You’re particularly vulnerable to having your data intercepted if you use a wireless device over an unsecured wireless network.  WiFi networks have a range of about 100 yards; anyone within a football field of your wireless device could be reading your email or log into your Facebook, Yahoo! Mail, or other account by stealing the unencrypted cookie with your login credentials.

So, what can you do?

  1. Always use https any time you log into an account.
  2. Don’t use a service that uses https during the login part but then switches back to http after logging you in. By default, Facebook and Yahoo! Mail do this. With Facebook, you can change your settings so it will always use https (Account>Account Settings>Account Security>Secure Browsing). With Yahoo! Mail, your username and password are protected, but once you log in, it switches you back to http. Anyone with sniffer software installed could read your email as it’s being sent.
  3. Be careful when using unsecured wireless networks. Don’t log into accounts that only use http. Don’t send important emails. When using  one of the free wireless hotspots at a fast food restaurant, hotel, coffee shop, airport, or school (including Stanford), most likely it will be on an insecure wireless network. Anyone within a football field running a packet sniffer could easily steal your credentials and access your account.

Techie Tip of the Week – Networking basics (TCP/IP)

Friday, May 13th, 2011

Ever noticed those blinking lights  continuously blinking on the back of your computer? Ever wondered why they’re blinking, or what’s going on?

This week, we’ll talk about two of the basic protocols of Networking — the Transmission Control Protocol over the Internet Protocol (TCP/IP).

First off, a protocol is a set of rules that define how computers and other devices communicate with one another — the “language” that computers use to “speak with each other.
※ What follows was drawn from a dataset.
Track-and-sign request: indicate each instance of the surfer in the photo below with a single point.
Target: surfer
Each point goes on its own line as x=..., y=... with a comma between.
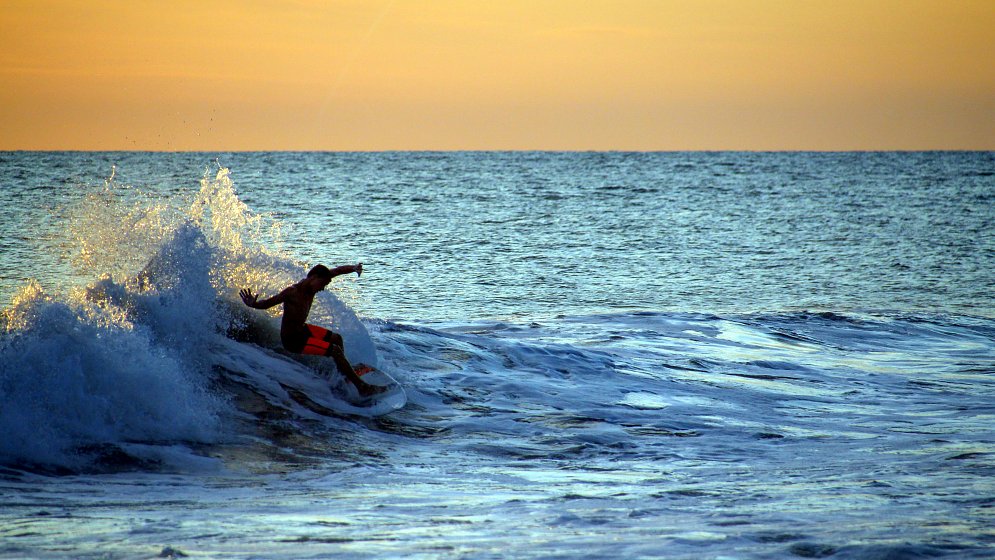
x=300, y=337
The TCP/IP are the set of protocols that allow the Internet to work.

Basically, here’s what happens:

  1. The destination’s application (web browser, email application, etc.) communicates to the network software in its computer’s OS, which in turn makes a connection to the computer that houses the desired item (email, movie, web page, etc.).
  2. Assuming the sending computer approves the sending of the information, the sending computer’s Transmission Control Protocol (“TCP”) takes the information to be sent and chops it up into little pieces (“packets”).
  3. These Internet Protocol (“IP”) packets are given address information, and, using the IP, they sent off to their destination.
  4. Each packet then “hops” from computer to computer (“node” to “node”), asking each node if they are at the final destination yet. If so, they wait for the other packets to arrive; if not, they hop to the next node until they finally reach their destination.
  5. Once all of the packets make it to the destination, they are reassembled back into the original item using the destination’s TCP.

This is similar to how moving a houseful of items works.

Let’s say you’re moving all of your belongings from one house in one city to another house in a different city. You would most likely take all of your possessions and put them into many different boxes. Then, after applying a label with your new address on it, you’d take each box to the shipping company. The shipping company then takes the package, and sends it off with all the other packages going to the same region. You never know exactly which direction the package may go – there might be a tornado in the northern part of the country, so the package might go the southern route; there might be a hurricane in the southern route, so the package may go the northern route. But each package continues on its way until it reaches the destination. And, until all of the packages arrive, you won’t have all of your items. But once you do, you could reassemble your entire houseful of possessions in your new place.